LoRA 최적화에서 스케일링 팩터의 숨겨진 힘

초록

저차원 적응(LoRA)에서 스케일링 인자 α는 종종 학습률에 대한 단순한 보조 수단으로 간주되지만, 최적화에서의 역할은 여전히 제대로 이해되지 않고 있다. 본 논문에서는 스케일링 인자 α와 학습률이 서로 다른 기능을 수행하며, α가 효과적 최적화의 주요 동인으로 부상하여 학습률 스케일링만으로는 복제할 수 없는 이득을 제공한다는 점을 밝힌다. 광범위한 실증 분석과 이론적 신호-드리프트 프레임워크의 시너지를 통해 LoRA의 스케일링 메커니즘에 대한 세 가지 발견을 제시한다. 첫째, LoRA의 스펙트럼 억제는 최적화 지형을 평탄화하여 표준 하이퍼파라미터를 지나치게 보수적으로 만들고 최적화 격차를 발생시킨다. 둘째, 이러한 평탄성을 활용하여 수렴을 가속화할 때 α는 드리프트 비율을 증가시키지 않으면서 작업 신호를 증폭하여 학습률보다 우수한 성능을 보인다. 셋째, 최적 스케일링 인자는 랭크와 서브리니어 관계를 가지며, 예상보다 큰 계수를 가진 제곱근 법칙으로 잘 특성화되어, 기존의 랭크 기반 휴리스틱의 스케일링 부족을 드러낸다. 이러한 통찰을 바탕으로 α를 원칙적 체계로 복원하여 LoRA를 표준적인 작은 학습률과 호환되게 하는 미니멀리스트 프레임워크인 LoRA-α를 제안한다. 다양한 작업에 걸친 광범위한 평가는 LoRA-α가 하이퍼파라미터 탐색을 간소화하면서 일관되게 성능을 향상시켜 LoRA의 학습 잠재력을 극대화함을 보여준다.

English

In Low-Rank Adaptation (LoRA), the scaling factor α is often treated as a mere complement to the learning rate, yet its role in optimization remains poorly understood.
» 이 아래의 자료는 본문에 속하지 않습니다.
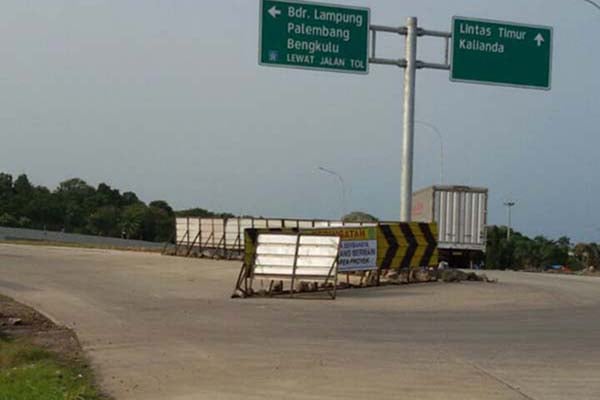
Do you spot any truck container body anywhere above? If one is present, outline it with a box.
[411,186,488,267]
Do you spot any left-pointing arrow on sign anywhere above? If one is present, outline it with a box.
[269,6,281,18]
[533,33,544,47]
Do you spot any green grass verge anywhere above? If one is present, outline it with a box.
[0,337,102,400]
[0,239,162,253]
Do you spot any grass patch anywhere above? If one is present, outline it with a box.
[0,239,162,253]
[0,337,102,400]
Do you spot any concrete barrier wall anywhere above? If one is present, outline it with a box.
[0,226,164,249]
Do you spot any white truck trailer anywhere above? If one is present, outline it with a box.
[411,186,488,268]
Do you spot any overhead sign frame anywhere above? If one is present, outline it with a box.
[450,15,554,90]
[258,0,371,75]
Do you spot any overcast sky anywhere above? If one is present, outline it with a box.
[0,0,600,241]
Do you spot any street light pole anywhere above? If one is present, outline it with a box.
[318,167,346,218]
[415,120,444,185]
[504,201,516,240]
[400,17,417,222]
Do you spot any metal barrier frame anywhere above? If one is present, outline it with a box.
[231,233,341,300]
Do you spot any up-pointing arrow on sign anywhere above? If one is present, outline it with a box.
[268,6,281,18]
[533,33,544,47]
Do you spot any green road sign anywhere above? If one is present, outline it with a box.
[259,0,370,74]
[450,17,552,89]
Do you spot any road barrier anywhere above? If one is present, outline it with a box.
[169,217,374,257]
[234,233,340,299]
[244,222,438,272]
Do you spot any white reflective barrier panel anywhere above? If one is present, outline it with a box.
[253,234,340,278]
[188,218,202,246]
[175,218,188,244]
[225,218,241,249]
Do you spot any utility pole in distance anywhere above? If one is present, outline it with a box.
[504,201,516,240]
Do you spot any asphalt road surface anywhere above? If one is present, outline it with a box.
[0,245,600,400]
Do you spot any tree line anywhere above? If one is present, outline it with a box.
[486,226,600,270]
[0,173,229,242]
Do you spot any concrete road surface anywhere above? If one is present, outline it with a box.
[0,245,600,400]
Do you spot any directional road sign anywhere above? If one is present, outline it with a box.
[259,0,370,74]
[450,17,552,89]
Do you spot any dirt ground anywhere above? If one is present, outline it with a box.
[0,295,88,368]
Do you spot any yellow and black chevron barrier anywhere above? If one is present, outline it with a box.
[377,222,438,270]
[244,222,438,270]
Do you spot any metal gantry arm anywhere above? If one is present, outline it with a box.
[369,17,452,222]
[369,25,452,70]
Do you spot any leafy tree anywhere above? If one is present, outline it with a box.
[120,203,147,240]
[87,206,121,236]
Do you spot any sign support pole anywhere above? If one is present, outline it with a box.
[400,17,417,222]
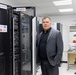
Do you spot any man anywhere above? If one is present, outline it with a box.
[37,17,63,75]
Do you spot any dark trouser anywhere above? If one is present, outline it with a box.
[41,60,59,75]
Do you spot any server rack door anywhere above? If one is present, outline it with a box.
[20,13,32,75]
[0,5,12,75]
[13,12,21,75]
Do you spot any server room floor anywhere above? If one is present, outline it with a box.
[36,63,76,75]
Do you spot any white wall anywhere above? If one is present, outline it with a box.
[0,0,14,5]
[38,15,76,61]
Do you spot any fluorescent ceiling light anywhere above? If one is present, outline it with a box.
[59,8,73,12]
[53,0,72,6]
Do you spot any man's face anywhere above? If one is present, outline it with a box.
[42,18,51,31]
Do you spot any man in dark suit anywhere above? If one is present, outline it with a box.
[37,17,63,75]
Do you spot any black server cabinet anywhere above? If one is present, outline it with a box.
[13,12,32,75]
[0,4,13,75]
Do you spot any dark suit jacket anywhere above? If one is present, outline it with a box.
[37,28,63,66]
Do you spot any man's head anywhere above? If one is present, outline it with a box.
[42,17,51,31]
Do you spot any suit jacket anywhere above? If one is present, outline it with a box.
[37,28,63,66]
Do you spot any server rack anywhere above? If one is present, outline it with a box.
[0,3,13,75]
[13,12,32,75]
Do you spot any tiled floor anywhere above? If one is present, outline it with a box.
[36,63,76,75]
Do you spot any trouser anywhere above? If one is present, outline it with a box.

In this paper, we reveal that the scaling factor α and the learning rate function differently, with α emerging as the dominant driver of effective optimization, delivering gains that cannot be replicated by learning rate scaling alone. Through the synergy of extensive empirical analysis and a theoretical Signal-Drift framework, we uncover three findings into LoRA's scaling mechanism: First, LoRA's spectral suppression smooths the optimization landscape, rendering standard hyperparameters overly conservative and creating an optimization gap. Second, when leveraging this smoothness to accelerate convergence, α outperforms the learning rate by amplifying the task signal without increasing the drift ratio. Third, the optimal scaling factor follows a sublinear relationship with the rank, well characterized by a square-root law with an unexpectedly large coefficient, revealing the insufficient scaling of existing rank-tied heuristics. Based on these insights, we propose LoRA-α, a minimalist framework that restores α to its principled regime, making LoRA compatible with standard small learning rates. Extensive evaluations across diverse tasks demonstrate that LoRA-α consistently improves performance while streamlining hyperparameter search, unleashing the learning potential of LoRA.